An attorney can evaluate whether the pattern of reassignment supports a bad faith claim and can take steps to preserve your rights before deadlines expire. The attorney can also send a demand letter that reframes the carrier's reassignment pattern as a potential basis for extracontractual damages, which often changes the carrier's calculus about how to handle the claim.
Practical Steps to Protect Yourself
The following steps can help minimize the impact of adjuster reassignment on your claim:
- Communicate in writing from the outset. Do not wait for a reassignment to start documenting your claim. From the first contact with the first adjuster, conduct as much of your communication as possible in writing. If a conversation happens by phone, follow up with a confirmation email the same day.
- Keep a claim chronology. Maintain a running log of every significant event in your claim, including dates of communication, names of adjusters, documents submitted, commitments made, and deadlines. This chronology will be invaluable if the claim is later disputed or litigated.
- Save everything. Keep copies of every email, letter, estimate, report, photograph, and document related to your claim. Organize them chronologically and by adjuster, so you can quickly identify what each adjuster received and when.
- Convert agreements to payments. Whenever an adjuster agrees that a portion of your claim is covered and undisputed, push for immediate partial payment. A payment is harder to reverse than a verbal commitment.
- Respond promptly to the new adjuster but do not start over.When a new adjuster contacts you, respond quickly and professionally. Provide them with a summary of the claim status and the key documents. But do not resubmit the entire claim from scratch — direct them to the existing file.
- Put the carrier on notice of delay concerns.If a reassignment is causing delay, say so in writing. Reference the applicable regulatory deadlines and note that the carrier's obligation to meet those deadlines is not affected by internal staffing changes.
- Track regulatory deadlines independently. Do not rely on the carrier to track its own deadlines. Calculate the 15-day, 40-day, and 30-day deadlines yourself and note when they are missed. This documentation of delay becomes evidence if the claim proceeds to litigation or a CDI complaint.
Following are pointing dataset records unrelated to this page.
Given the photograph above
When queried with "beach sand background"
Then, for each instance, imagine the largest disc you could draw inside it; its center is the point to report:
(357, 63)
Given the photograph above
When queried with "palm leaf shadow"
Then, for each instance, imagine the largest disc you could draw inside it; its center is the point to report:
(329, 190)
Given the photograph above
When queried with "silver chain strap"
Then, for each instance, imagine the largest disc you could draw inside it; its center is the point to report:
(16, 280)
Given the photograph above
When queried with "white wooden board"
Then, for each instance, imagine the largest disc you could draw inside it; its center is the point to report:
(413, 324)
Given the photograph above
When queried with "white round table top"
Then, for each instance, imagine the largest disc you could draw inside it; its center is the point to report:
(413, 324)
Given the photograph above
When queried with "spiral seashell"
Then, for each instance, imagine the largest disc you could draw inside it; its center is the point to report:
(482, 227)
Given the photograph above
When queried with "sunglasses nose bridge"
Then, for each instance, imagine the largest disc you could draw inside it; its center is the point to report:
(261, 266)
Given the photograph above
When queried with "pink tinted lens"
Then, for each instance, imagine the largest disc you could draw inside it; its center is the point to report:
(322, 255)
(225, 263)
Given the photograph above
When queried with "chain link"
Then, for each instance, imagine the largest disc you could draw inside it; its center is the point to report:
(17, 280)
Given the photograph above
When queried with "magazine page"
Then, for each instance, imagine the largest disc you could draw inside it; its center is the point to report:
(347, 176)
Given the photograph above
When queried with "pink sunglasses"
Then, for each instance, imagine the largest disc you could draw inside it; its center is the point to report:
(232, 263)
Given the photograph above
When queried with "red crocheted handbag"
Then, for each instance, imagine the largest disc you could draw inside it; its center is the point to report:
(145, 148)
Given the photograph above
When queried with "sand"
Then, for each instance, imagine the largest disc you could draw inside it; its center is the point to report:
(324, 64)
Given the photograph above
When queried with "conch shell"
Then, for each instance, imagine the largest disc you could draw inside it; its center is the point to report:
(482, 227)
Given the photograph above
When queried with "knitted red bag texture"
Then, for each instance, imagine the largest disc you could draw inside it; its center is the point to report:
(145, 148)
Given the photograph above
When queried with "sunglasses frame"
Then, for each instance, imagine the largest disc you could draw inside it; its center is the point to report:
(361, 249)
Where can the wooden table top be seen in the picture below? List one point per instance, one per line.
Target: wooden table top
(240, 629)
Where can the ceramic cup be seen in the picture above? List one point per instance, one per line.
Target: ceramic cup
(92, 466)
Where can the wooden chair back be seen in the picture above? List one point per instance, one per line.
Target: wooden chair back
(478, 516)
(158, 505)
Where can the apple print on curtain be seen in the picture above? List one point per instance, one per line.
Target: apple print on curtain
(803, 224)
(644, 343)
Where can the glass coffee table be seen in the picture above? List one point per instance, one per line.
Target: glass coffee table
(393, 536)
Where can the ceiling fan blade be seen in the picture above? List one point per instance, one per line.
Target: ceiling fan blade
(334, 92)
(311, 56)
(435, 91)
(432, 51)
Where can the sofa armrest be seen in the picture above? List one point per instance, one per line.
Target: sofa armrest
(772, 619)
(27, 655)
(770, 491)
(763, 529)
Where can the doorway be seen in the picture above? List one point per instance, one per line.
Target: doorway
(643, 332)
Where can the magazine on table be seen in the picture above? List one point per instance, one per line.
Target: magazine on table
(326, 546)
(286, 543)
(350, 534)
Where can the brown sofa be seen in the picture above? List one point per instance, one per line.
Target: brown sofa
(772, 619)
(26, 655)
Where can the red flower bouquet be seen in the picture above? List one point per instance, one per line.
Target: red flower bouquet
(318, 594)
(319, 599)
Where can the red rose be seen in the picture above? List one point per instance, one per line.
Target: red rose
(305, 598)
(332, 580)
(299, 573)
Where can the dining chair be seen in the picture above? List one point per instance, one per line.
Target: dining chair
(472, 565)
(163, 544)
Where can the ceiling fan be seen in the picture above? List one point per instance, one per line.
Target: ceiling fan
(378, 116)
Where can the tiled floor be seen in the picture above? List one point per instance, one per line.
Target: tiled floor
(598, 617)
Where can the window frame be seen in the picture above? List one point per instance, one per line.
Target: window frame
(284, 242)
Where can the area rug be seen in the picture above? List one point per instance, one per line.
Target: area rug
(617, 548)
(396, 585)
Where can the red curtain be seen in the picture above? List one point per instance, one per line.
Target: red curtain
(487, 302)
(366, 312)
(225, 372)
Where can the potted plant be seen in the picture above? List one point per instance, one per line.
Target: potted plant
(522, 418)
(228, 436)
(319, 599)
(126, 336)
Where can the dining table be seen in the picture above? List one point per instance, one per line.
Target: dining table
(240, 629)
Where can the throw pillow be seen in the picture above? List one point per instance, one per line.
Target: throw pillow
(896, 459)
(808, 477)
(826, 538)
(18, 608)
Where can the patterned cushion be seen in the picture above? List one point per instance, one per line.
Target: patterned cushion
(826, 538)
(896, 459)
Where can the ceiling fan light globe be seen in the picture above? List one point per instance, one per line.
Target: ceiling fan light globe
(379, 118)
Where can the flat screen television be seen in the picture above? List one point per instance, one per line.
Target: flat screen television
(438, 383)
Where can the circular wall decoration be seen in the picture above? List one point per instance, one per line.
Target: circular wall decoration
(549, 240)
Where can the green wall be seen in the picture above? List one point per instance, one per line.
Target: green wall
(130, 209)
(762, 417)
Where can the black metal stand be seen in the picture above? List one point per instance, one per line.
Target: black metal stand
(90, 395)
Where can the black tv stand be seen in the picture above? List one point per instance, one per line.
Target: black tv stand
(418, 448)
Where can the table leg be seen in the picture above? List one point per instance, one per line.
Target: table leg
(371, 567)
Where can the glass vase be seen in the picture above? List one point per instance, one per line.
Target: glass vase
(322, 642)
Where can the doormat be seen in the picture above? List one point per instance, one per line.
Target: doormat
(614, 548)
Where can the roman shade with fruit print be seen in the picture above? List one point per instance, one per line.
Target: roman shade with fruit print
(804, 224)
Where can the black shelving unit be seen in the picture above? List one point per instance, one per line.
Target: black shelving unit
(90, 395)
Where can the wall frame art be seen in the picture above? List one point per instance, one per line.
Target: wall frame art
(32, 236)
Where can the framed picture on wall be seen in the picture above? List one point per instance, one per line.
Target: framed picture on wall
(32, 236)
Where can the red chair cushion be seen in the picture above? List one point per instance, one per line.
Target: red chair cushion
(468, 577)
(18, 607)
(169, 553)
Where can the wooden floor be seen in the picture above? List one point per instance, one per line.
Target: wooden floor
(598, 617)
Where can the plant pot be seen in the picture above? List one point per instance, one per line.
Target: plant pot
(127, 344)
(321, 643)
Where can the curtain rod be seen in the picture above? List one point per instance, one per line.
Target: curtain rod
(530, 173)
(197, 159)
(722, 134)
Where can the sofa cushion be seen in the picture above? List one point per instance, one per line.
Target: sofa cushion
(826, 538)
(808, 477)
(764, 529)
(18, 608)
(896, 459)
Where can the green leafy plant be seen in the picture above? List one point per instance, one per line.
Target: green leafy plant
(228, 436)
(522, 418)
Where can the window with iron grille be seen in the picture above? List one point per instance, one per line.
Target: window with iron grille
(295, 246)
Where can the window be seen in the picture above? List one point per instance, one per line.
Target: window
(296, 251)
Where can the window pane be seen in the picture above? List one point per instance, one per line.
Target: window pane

- Request a claims supervisor's involvement. If the pattern of reassignment is causing meaningful delay, request that a claims supervisor or manager maintain oversight of the file to ensure continuity. Put this request in writing.
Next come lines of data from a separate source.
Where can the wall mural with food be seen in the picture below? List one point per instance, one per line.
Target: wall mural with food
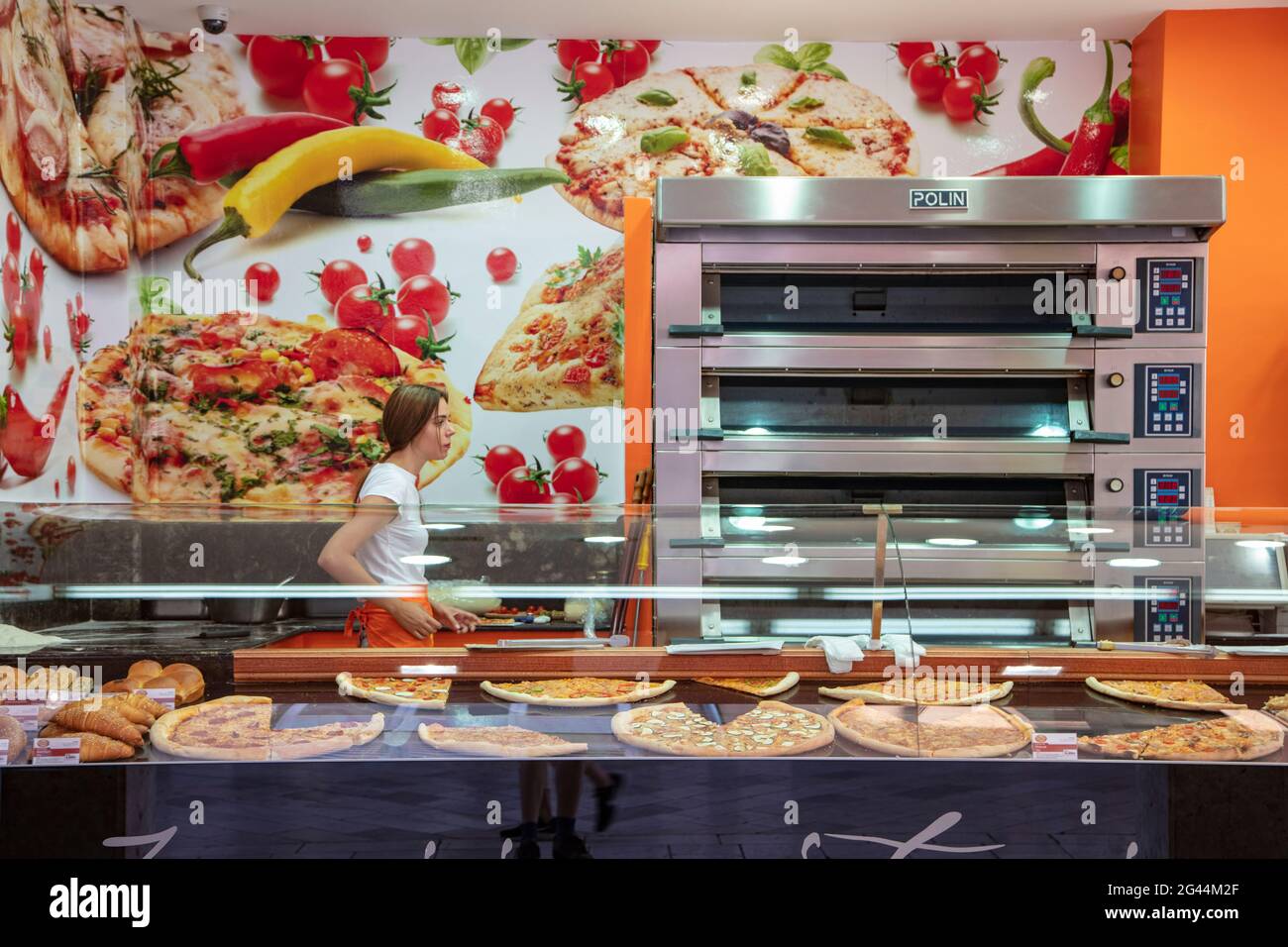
(223, 256)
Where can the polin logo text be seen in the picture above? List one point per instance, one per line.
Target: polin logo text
(938, 198)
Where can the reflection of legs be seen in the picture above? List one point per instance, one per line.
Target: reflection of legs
(568, 777)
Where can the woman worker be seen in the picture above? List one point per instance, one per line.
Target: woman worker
(385, 536)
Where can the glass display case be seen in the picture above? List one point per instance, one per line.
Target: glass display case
(822, 608)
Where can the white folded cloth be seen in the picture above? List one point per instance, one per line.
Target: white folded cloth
(844, 651)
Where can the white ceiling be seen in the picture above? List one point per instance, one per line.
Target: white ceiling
(688, 20)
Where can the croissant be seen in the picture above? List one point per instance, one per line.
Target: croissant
(106, 722)
(95, 746)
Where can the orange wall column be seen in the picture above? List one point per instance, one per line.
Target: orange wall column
(1209, 93)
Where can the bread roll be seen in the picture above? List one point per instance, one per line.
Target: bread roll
(12, 731)
(145, 669)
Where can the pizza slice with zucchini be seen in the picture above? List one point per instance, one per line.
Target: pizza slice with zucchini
(245, 408)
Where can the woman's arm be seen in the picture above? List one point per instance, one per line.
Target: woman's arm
(340, 561)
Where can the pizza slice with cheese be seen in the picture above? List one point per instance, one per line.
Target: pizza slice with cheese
(565, 348)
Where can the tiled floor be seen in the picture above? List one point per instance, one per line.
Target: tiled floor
(666, 809)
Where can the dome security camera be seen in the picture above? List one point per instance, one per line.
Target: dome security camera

- Ask for the reason in writing.Every time your adjuster changes, ask the carrier to explain why — in writing. Their answer, or their refusal to provide one, becomes part of the record.
The Bigger Picture
Adjuster reassignment, viewed in isolation, can appear to be nothing more than an administrative inconvenience. But viewed in the context of how insurance claims actually work — the time pressure on policyholders, the financial stress of displacement, the asymmetry of resources between the carrier and the individual policyholder — it becomes clear that reassignment is far more consequential than it appears.
Each reassignment introduces friction into a process that already favors the party with more time, more resources, and more institutional knowledge. The carrier loses nothing when a claim sits idle for three weeks while a new adjuster reviews the file. The policyholder loses three weeks of ALE, three weeks of progress toward repairs, three weeks closer to a depreciation deadline, and three weeks of the emotional toll that an unresolved major property loss imposes on a family.
Policyholders who understand this dynamic are better positioned to protect themselves. By documenting aggressively, insisting on written communication, holding the carrier to regulatory deadlines, and refusing to allow each new adjuster to treat the claim as though it just began, policyholders can mitigate the delay and preserve the record they will need if the claim ultimately requires professional help to resolve.
The carrier chose to reassign the adjuster. The carrier should bear the consequences of that choice — not the policyholder.